Он отполз несколько назад, в небольшое углубление и осторожно стал пытаться снять рюкзак, лежа на песке. Снять не удавалось. Казалось, что рюкзак склеился с телом, и отодрать его не было никакой возможности. Новая пуля противника ударила прямо в грудь, несколько отбросив его назад, но бронежилет выдержал. "Пристрелялся, сволочь! Да что же это такое! Прилип он, что ли?" – задавал себе эти вопросы Липкович уже начиная понимать весь ужас произошедшего, но стараясь еще не признаваться в этом самому себе. Пытаясь единственной здоровой правой рукой ощупать края рюкзака и отодрать его от спины он уже чувствовал, что случилось непоправимое. Краев этих просто не было. Его спина гладко перерастала в рюкзак. Без просветов и щелей. Спина и рюкзак были единым целым. Сросшимся в единый организм. "Да как же так! Да что же это!" – запаниковал Липкович. – "И это – все? Назад пути – нет?" – он сильно дернул за лямку рюкзака, и все тело ответило ему резкой, живой, человеческой болью. "Спокойно. Итак, вернуться не удастся. С бомбой возвращаться нельзя, нужно выполнить задание. Так что – с жизнью я уже могу проститься. План меняется. Поскольку я не могу снять рюкзак и попытаться уничтожить противника налегке, остается один-единственный вариант. Взорвать бомбу. Итак. Рюкзак я снять не могу. До таймера я дотянуться не могу. До главной кнопки, которая вызывает мгновенный взрыв – я дотянуться не могу. Остается только взорвать бомбу электронным устройством, выдающим кодированный сигнал. Если оно работает, конечно. Вот оно… Но! У меня еще есть время и мне еще нужно успеть подползти как можно ближе к городу! Чем ближе, тем разрушений будет больше! Вперед! За Машыахха!" – и Липкович пополз по направлению к городу, стараясь обогнуть песчаный холм и неизвестного противника. Про свою жизнь он уже не думал. Несколько пуль, взвизгнув, вонзились в песок около него. Противник не хотел оставлять его в покое. А он ничего сделать сейчас не мог. Стрелять с пистолета на таком расстоянии и в таком положении – бессмысленно. Он продолжал ползти, неестественно налегая на правый бок, метр за метром приближаясь к городу. Выстрелы противника послышались чаще и несколько пуль уже попали по ногам, вызвав болевой шок и возвращение его к реальности. Все его важные жизненные органы были укрыты не только бронежилетом, но еще и крепким снаружи взрывным устройством. "Так что, для того, чтобы меня уничтожить окончательно, им придется подойти вплотную. А тут мы еще посмотрим, кто кого…"

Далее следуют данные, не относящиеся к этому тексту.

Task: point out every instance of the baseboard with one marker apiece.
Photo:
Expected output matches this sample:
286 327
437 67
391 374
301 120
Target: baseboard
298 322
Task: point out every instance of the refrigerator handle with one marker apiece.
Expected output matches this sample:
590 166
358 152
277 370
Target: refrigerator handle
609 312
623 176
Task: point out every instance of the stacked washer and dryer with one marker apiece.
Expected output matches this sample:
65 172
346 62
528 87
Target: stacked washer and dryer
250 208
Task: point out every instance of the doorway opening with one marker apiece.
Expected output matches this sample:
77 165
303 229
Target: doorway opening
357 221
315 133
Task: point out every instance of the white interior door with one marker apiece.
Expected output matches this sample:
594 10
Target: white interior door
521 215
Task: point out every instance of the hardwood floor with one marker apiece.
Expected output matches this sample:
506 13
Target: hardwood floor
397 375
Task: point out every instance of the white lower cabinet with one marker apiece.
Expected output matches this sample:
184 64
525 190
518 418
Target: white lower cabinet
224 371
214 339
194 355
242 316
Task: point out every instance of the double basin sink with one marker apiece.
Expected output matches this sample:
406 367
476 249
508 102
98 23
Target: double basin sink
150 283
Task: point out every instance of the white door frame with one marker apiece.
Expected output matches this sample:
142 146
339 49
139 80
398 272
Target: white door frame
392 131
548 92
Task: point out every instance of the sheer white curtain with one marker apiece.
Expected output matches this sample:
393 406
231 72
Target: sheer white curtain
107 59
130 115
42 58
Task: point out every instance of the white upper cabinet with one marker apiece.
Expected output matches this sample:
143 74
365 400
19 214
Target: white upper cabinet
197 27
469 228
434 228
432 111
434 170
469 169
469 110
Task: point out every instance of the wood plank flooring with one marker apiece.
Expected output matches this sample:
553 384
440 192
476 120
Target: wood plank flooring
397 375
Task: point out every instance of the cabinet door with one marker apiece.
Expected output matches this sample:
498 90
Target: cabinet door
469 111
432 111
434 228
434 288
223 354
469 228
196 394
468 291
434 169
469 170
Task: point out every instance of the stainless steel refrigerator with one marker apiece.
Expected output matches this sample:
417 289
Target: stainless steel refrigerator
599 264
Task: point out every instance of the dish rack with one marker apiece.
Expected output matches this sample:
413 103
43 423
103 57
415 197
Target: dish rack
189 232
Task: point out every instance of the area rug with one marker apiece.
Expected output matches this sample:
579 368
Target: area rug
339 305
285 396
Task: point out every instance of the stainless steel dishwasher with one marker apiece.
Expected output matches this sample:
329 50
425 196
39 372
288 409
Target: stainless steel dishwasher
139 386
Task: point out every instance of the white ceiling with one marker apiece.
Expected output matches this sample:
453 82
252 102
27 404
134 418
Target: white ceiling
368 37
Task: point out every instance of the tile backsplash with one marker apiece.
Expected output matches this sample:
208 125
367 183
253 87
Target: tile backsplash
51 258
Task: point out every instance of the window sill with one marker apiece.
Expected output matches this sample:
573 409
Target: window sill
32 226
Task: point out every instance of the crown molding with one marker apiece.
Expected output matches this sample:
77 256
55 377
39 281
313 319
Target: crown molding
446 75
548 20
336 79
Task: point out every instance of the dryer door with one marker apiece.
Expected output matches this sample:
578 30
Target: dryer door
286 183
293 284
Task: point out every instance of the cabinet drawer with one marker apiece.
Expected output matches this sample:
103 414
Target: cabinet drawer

Липкович вытащил нож и, загоняя его глубоко в песок и подтягиваясь, продолжал метр за метром приближаться к ненавистному городу. Время от времени он посматривал в сторону противника, не приближается ли он для того, чтобы сделать контрольный смертельный выстрел. Но тот был слишком осторожным, не желая рисковать понапрасну, что было вполне на руку Липковичу. Но заканчивались силы. Заканчивалось время его здешнего пребывания. "Пора! Рисковать нельзя! Жаль, что я так и не успел пристрелить этого слишком осторожного парня, который изрешетил все мои ноги… Ну да после взрыва нам обоим будет весело и радостно!" – Липкович взял в руки электронное устройство и с мысленным криком – "За Машыахха!" – привел его в действие. Но ничего не произошло. На зубах продолжал скрипеть песок, над головой продолжали свистеть пули, а взрыва не было. Или взрывное устройство вышло из строя. Или пульт. Или и то и другое вместе. "Итак – задание провалено. Хоть я тут и ни при чем. В принципе, я могу еще выжить, если меня через… эээ… двадцать минут вернут обратно. Но – зачем? Всю жизнь жить с чувством стыда за невыполненное сверхважное задание? Всю жизнь таскать это взрывное устройство на своей спине? Всю жизнь прожить калекой, не принося счастья своему народу, Синедриону и Машыахху? Всю жизнь мечтать о черных глазах Сарры, не имея возможности их больше увидеть?" – это не была истерика. Это был скорбный анализ своего возможного будущего и явное неприятие такового.